Ça nous mène à notre maire de Saint-Charles, M. Lavigne. Comprenez-moi bien, M. Lavigne est accusé d’avoir contrevenu à son code d’éthique. Il est blâmé et je n’ai aucune intention de le défendre.

Mais un lecteur moins averti pourrait penser en lisant le Journal de Montréal que, malgré la Commission Charbonneau, le maire Lavigne s’est tout de même joué de la loi pour obtenir des bénéfices et des faveurs.
La vérité, bien souvent, est juste plus banale; il a voté sur une résolution sans déclarer des intérêts personnels et il n’aurait pas dû. Il s’est peut-être placé en situation de conflit d’intérêts en votant sur des résolutions touchant notamment à des terrains qu’il possède. Je vous invite à lire le résumé de mon collègue Denis Bélanger ici.

La procureure de la Direction du contentieux et des enquêtes blâme le maire, même s’il y a eu correctif dans le dossier et que le maire plaide une forme de confusion dans son vote. M. Lavigne a quand même dû s’expliquer devant la Commission municipale du Québec la semaine dernière. Ce n’est pas rien, il risque entre autres une suspension sans solde de 90 jours. S’il est reconnu coupable, bien sûr.

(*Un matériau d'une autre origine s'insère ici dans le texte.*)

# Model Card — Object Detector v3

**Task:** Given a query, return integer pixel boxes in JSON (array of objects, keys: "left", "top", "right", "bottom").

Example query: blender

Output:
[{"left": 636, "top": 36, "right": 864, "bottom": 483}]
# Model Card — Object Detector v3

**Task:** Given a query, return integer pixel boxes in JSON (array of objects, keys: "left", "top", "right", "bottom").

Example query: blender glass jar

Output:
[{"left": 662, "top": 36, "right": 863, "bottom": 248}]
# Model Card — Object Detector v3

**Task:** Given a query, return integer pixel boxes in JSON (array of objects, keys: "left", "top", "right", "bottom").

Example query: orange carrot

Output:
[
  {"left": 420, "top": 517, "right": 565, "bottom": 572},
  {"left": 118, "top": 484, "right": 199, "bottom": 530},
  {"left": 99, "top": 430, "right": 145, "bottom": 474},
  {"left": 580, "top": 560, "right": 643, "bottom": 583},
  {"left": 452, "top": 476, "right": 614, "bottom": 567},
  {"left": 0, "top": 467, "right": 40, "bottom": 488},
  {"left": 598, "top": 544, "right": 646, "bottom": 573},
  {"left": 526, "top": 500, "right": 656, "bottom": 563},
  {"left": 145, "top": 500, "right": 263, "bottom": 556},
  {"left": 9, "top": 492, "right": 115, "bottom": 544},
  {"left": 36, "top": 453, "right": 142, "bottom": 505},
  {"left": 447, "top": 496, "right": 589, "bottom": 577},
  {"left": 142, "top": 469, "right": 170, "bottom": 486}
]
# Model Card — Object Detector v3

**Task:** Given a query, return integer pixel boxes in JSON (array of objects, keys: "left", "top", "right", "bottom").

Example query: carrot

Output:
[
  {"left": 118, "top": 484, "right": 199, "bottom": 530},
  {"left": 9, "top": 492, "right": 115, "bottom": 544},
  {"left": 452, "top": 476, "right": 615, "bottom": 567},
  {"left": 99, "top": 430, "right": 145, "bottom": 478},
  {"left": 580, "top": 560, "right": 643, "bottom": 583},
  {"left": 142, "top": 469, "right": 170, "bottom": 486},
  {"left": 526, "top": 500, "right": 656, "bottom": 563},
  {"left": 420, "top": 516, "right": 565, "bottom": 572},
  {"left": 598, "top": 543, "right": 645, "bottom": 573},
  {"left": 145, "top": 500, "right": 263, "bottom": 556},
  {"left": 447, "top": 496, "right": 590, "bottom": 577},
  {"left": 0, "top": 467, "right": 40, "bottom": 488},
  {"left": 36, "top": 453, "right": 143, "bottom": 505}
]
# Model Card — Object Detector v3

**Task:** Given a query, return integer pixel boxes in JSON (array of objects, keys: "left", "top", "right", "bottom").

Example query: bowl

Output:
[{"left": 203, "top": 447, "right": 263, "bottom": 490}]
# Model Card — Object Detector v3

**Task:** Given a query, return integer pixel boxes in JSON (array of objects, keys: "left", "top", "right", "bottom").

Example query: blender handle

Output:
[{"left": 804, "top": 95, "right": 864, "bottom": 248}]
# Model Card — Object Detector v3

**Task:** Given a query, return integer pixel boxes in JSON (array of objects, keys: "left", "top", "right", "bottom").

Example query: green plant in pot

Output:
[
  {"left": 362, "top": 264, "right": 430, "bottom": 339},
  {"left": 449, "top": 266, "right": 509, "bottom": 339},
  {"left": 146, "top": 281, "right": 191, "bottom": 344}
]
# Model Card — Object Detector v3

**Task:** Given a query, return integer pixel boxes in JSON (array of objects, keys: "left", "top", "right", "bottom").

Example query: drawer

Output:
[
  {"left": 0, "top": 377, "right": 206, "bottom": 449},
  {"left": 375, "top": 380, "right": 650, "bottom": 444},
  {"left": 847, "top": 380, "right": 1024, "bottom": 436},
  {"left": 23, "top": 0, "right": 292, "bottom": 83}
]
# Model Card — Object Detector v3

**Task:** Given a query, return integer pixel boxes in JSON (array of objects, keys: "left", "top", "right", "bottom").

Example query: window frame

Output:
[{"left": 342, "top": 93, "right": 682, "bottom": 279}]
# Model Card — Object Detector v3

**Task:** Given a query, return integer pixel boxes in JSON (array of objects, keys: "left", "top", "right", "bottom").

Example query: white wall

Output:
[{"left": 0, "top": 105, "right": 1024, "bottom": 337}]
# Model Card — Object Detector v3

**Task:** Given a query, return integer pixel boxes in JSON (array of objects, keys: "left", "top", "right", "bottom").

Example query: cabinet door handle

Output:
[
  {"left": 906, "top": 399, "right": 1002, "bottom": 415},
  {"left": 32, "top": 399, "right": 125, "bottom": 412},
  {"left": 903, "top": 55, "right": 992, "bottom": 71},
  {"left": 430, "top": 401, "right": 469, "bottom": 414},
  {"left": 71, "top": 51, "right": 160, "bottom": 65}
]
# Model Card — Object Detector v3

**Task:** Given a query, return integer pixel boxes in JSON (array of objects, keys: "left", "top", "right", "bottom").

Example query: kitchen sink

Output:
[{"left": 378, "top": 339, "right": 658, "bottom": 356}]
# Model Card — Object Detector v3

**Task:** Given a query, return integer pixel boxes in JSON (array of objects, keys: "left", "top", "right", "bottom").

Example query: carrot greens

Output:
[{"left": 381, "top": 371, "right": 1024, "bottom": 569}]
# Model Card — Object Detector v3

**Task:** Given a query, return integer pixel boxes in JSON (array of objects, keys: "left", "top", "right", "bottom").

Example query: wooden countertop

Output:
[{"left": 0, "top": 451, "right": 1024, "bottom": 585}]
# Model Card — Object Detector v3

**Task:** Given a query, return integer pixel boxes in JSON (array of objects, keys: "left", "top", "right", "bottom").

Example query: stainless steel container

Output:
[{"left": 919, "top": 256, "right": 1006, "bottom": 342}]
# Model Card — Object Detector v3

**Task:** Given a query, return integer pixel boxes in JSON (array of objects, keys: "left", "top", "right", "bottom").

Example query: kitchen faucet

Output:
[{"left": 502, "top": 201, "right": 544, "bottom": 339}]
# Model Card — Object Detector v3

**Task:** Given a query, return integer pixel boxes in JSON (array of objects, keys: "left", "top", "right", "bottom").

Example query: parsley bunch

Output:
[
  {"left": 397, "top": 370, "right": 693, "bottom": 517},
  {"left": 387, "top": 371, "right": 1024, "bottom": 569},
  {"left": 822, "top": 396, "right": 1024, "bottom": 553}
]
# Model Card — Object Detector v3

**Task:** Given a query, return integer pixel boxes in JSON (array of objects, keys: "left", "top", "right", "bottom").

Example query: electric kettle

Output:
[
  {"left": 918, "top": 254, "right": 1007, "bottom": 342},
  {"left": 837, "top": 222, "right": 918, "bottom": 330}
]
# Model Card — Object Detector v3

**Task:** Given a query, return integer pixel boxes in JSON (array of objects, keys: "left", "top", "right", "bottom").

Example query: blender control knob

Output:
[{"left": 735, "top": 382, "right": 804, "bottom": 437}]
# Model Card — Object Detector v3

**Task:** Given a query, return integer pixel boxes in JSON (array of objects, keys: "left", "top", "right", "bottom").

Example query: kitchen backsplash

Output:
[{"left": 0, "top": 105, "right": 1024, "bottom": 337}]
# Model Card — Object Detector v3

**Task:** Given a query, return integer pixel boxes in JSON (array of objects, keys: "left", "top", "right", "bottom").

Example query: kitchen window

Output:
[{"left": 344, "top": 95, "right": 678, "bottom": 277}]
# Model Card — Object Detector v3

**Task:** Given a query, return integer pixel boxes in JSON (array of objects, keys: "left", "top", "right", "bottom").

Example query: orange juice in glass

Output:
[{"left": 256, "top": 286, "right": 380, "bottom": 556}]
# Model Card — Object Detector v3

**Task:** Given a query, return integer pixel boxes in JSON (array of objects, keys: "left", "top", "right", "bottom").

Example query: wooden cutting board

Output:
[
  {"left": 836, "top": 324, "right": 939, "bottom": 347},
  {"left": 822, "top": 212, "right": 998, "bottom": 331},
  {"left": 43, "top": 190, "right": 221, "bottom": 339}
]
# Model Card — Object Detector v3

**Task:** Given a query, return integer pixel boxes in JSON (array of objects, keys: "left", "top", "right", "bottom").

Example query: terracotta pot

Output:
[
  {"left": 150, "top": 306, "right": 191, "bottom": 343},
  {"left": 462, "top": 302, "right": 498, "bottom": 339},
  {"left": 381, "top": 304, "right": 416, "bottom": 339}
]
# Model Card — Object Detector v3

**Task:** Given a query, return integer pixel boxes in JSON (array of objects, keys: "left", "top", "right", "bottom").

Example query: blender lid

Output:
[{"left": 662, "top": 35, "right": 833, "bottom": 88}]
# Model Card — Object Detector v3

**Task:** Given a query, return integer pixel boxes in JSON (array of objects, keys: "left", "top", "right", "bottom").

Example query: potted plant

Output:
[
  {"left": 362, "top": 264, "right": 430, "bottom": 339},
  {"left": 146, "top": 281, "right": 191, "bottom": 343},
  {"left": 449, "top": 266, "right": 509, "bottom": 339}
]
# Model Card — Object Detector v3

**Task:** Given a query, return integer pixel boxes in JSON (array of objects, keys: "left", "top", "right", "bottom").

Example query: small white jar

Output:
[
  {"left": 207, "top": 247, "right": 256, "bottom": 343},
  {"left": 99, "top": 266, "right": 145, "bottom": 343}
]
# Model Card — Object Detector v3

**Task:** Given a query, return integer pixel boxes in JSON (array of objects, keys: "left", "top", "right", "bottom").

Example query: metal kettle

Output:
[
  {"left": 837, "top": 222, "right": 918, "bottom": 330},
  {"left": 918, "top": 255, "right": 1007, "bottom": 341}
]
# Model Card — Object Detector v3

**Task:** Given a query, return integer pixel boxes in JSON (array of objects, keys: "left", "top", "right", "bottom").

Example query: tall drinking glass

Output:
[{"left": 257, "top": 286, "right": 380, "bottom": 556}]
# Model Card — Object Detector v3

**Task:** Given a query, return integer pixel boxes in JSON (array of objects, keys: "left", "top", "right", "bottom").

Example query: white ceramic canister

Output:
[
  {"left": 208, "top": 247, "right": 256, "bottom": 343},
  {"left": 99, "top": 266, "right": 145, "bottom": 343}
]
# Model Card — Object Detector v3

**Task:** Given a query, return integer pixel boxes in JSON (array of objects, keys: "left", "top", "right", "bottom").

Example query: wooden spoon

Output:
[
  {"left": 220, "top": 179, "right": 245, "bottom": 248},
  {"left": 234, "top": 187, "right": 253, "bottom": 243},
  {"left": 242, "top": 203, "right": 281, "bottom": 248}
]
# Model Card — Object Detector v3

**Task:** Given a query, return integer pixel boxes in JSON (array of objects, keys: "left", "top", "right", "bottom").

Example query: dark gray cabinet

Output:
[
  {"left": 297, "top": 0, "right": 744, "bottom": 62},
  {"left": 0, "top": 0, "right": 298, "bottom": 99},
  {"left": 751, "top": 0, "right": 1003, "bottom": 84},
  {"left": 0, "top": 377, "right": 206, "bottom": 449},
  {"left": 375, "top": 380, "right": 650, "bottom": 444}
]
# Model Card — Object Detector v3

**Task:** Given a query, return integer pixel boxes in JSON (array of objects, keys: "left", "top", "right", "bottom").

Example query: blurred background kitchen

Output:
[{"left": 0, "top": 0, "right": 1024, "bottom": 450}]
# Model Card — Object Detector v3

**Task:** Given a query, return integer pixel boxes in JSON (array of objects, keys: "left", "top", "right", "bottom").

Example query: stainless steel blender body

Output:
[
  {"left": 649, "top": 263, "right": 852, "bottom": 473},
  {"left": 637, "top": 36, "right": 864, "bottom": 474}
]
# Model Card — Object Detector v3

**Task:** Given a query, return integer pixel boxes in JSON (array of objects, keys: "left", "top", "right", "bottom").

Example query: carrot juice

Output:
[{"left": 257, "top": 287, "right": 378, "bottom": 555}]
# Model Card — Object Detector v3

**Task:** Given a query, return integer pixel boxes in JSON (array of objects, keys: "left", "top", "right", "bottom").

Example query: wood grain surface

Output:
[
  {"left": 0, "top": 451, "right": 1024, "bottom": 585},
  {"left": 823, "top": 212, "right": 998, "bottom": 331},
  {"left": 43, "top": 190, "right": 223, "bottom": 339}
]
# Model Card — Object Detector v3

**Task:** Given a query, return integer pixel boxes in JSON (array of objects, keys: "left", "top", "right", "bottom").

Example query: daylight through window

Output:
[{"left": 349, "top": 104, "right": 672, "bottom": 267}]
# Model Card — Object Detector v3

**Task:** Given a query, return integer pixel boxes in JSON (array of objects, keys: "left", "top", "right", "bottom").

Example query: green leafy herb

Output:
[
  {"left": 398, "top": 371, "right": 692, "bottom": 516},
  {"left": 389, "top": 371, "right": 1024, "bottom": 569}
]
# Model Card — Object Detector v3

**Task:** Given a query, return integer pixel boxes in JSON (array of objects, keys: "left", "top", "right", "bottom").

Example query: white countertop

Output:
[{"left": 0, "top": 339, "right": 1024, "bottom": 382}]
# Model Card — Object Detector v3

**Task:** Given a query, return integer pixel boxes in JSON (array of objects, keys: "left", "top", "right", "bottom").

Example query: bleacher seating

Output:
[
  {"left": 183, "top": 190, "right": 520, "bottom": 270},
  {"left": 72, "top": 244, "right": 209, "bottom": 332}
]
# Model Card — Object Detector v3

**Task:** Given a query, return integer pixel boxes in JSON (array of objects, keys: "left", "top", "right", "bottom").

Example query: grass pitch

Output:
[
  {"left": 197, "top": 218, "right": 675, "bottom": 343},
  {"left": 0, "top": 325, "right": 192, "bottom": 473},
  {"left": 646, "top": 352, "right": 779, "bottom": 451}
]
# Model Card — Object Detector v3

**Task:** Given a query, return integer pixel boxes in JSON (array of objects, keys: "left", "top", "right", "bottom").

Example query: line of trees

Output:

Il est donc normal de citer la situation dans les pages d’un journal. C’est pour cette raison que nous avons consacré du temps à ce dossier. Les électeurs de Saint-Charles-sur-Richelieu ont le droit de savoir ce qui se passe à l’hôtel de ville. Rappelons aussi que le maire Lavigne a été élu par acclamation, sans aucune élection. J’insiste, ça ne le rend pas moins légitime de diriger la Ville, mais ce type de texte permet de rappeler que les élus sont au service de la population, pas le contraire.

Mais je crois que le Journal de Montréal a causé plus de tort que de bien en mêlant les cartes. Pour un lecteur moins averti, ou simplement par amalgame, le maire Lavigne s’est retrouvé dans la même catégorie que l’ex-maire Lavoie. En rassemblant dans un même panier tous ces élus, le journal donne l’impression d’un palier politique municipal corrompu, alors que dans les faits, je crois que c’est loin de la réalité.

Et la réalité, c’est comme la vérité. C’est souvent bien banal.